Fargo police have made a practice of recording all suspect interviews for the past seven or eight years, and now routinely record field interviews in domestic violence cases, where even victims are prone to recanting their statements, said Deputy Chief Pat Claus, who supervises investigations.
"The detectives use them religiously," Claus said. "They've seen the results." He said recordings have helped solve and prosecute high-profile murder cases.
On the other hand, Claus added, a recorded interview was involved in the recent decision not to charge a North Dakota State University football player for aggravated assault.
All three interview rooms at the Fargo Police Department are equipped with video and audio recording devices, Claus said. The department is moving to have all patrol officers routinely record interviews, when practical.
So far, Fargo police do not have a written policy, but Claus has a draft policy that could be implemented soon, he said.
"Why wouldn't I record a suspect interview?" he said, noting the ability to obtain an accurate, verbatim statement. In the case of video, the suspect's demeanor and body language also are recorded.

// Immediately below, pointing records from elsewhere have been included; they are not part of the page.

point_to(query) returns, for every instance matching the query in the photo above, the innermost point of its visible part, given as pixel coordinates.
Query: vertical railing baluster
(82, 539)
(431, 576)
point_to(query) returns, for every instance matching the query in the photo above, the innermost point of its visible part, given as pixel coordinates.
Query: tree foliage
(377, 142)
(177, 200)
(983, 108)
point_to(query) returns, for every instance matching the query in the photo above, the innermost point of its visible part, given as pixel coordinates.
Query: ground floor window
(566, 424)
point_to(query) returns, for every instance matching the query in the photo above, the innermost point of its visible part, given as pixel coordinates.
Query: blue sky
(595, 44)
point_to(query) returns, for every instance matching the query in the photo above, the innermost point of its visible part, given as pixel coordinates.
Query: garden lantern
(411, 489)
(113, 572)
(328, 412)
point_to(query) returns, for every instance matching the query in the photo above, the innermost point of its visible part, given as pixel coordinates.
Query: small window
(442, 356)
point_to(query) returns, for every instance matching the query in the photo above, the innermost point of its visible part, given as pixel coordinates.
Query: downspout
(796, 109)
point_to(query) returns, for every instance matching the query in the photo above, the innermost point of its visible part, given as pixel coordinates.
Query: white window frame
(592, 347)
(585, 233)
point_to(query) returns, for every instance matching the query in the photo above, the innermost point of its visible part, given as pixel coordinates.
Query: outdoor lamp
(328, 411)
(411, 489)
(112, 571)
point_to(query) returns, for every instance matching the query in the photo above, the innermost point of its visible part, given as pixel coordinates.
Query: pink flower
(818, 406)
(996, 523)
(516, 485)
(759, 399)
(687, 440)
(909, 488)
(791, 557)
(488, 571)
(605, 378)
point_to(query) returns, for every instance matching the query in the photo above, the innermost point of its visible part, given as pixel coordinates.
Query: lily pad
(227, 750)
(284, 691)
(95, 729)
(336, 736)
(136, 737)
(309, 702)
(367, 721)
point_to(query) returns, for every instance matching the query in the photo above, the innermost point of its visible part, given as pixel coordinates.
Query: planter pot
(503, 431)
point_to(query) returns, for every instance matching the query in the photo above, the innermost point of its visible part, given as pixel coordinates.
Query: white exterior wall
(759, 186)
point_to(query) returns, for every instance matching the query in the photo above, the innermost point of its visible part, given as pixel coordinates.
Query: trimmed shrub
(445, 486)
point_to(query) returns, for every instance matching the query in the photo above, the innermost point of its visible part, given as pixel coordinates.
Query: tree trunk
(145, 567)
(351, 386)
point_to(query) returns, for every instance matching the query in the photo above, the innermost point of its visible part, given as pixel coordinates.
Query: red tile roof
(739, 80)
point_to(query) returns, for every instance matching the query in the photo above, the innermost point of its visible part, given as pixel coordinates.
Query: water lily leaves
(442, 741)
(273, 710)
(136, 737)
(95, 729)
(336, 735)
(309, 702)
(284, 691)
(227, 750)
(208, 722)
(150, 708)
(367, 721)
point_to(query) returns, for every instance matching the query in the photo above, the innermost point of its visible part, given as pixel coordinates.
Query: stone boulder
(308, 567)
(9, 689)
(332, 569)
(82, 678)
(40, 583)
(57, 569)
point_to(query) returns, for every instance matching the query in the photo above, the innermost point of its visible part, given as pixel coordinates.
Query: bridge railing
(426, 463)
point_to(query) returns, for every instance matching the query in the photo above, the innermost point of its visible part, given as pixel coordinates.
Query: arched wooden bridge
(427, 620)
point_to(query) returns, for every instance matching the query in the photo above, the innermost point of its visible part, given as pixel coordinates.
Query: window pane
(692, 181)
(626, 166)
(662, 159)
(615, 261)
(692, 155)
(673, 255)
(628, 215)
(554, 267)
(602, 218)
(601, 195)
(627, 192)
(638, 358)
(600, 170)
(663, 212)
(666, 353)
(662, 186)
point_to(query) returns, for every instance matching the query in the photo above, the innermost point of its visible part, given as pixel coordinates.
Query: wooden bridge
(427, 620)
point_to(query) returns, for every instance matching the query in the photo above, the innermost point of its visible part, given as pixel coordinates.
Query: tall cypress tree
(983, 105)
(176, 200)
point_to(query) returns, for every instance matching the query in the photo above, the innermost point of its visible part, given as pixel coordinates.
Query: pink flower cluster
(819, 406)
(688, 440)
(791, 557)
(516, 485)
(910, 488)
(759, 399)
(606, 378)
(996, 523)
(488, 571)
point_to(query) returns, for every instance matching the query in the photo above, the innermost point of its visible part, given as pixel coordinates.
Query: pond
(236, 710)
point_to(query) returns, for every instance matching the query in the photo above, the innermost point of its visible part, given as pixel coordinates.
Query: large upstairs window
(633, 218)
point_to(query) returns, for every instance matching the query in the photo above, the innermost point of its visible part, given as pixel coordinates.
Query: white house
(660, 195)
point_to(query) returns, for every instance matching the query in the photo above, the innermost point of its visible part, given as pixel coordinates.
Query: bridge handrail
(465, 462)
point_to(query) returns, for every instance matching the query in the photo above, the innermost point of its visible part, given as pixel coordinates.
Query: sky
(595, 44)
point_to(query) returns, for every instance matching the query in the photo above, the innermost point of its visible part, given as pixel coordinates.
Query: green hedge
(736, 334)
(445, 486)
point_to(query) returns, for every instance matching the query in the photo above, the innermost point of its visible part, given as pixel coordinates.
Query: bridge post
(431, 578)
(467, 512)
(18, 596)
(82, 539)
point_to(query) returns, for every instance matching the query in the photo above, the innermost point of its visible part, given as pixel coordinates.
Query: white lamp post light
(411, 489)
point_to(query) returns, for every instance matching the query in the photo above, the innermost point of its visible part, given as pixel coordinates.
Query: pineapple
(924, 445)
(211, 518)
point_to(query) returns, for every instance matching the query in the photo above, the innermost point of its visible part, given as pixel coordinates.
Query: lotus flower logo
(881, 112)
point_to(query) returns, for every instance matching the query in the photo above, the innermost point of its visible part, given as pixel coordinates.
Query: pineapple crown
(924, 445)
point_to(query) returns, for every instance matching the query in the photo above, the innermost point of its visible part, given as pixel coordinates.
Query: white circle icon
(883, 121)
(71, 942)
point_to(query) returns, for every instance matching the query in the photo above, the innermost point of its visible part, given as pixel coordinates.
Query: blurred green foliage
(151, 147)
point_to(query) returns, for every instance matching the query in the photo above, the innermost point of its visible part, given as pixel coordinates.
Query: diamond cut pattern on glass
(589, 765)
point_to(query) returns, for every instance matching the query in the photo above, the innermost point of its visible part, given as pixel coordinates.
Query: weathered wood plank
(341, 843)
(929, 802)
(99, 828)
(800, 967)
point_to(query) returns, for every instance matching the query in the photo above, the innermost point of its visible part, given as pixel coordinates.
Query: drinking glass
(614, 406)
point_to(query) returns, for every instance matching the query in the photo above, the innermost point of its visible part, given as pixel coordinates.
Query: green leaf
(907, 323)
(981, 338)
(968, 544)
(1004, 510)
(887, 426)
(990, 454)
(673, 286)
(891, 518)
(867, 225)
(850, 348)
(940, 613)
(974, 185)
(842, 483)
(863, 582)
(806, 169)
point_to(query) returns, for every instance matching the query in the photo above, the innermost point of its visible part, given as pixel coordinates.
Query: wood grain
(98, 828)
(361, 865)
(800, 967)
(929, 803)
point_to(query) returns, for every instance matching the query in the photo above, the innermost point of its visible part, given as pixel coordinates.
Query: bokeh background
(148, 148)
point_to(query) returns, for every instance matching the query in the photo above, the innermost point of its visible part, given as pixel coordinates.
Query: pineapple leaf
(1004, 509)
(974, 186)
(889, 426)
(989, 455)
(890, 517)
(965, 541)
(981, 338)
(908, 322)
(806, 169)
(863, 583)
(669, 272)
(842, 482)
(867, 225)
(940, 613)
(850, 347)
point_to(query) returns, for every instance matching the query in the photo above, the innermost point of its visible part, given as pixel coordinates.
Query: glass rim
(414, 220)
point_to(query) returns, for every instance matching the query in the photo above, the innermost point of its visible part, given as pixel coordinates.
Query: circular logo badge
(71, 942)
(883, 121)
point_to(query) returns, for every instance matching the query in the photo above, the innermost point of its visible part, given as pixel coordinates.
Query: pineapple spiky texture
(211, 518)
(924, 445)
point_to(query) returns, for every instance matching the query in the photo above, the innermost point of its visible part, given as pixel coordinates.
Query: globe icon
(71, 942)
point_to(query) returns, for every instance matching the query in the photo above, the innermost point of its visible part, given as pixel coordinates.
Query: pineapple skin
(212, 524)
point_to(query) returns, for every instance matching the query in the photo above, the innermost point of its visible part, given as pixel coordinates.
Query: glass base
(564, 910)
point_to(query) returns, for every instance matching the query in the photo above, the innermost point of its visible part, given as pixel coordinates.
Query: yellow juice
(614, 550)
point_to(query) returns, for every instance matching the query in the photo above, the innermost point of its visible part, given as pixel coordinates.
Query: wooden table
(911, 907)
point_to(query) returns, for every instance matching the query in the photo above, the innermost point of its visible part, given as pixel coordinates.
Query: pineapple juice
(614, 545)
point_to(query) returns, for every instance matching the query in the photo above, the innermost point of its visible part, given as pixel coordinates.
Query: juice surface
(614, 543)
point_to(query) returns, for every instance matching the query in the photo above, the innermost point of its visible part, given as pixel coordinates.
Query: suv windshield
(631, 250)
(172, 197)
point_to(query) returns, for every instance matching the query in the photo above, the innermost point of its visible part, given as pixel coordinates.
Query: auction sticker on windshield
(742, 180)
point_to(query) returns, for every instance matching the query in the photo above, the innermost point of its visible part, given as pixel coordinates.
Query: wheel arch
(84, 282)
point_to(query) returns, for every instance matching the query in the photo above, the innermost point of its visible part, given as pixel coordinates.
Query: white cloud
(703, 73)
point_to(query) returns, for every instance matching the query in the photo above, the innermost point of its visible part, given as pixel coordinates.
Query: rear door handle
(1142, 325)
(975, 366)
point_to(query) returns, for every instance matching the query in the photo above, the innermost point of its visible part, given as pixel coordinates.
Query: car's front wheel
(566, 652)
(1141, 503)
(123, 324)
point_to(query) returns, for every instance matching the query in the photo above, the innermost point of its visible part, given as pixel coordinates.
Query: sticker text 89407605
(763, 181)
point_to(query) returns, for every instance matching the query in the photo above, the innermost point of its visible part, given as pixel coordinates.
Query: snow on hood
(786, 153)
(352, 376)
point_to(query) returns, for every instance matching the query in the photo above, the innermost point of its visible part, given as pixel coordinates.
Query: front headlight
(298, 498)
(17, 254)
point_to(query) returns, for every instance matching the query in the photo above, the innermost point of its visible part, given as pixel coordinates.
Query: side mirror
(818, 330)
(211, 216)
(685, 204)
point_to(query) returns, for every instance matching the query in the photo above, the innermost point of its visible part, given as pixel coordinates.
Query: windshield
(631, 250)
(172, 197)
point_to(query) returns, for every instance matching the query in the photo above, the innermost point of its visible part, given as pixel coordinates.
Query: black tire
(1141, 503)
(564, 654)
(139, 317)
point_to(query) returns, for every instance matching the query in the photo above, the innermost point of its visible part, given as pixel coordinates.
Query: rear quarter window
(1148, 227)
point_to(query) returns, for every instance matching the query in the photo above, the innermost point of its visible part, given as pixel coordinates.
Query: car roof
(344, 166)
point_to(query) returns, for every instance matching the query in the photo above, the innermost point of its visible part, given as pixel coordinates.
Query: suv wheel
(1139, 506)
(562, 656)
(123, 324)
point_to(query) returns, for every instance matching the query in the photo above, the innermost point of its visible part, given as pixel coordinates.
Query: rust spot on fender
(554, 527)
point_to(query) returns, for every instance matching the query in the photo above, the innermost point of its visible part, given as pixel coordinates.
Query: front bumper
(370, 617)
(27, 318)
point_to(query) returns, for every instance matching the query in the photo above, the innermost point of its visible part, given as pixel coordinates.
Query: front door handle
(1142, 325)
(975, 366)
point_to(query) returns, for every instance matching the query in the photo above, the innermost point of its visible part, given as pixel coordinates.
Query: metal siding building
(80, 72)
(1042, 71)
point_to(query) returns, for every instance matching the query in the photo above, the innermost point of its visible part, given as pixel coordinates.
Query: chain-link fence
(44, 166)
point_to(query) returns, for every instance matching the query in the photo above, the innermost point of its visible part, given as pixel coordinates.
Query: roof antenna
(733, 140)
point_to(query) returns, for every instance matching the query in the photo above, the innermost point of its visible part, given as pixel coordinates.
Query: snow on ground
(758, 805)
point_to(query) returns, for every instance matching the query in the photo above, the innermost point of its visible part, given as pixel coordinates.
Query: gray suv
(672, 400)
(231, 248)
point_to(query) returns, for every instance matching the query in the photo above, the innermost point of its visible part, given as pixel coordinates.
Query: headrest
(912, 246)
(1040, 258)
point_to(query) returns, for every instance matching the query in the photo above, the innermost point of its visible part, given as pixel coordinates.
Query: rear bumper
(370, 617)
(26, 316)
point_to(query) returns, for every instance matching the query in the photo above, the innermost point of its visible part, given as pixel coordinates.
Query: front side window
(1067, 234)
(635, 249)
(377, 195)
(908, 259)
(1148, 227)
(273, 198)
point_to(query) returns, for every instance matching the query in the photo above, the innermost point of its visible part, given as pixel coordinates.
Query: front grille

"I would certainly say that the practice of not recording in all instances is a practice that time has passed by," Fulton said. "Recorded statements should be the norm, not the exception."
The North Dakota Legislature rejected a bill in 2011 that would have adopted a uniform law for requiring the recording of interviews of suspects in police custody. Cost and practical concerns were cited, but those concerns are not valid, said Sullivan, who presented testimony in favor.
"I'm coming back at them," Sullivan said, referring to the 2015 session. And he said he will have the Bagola case to bolster his argument.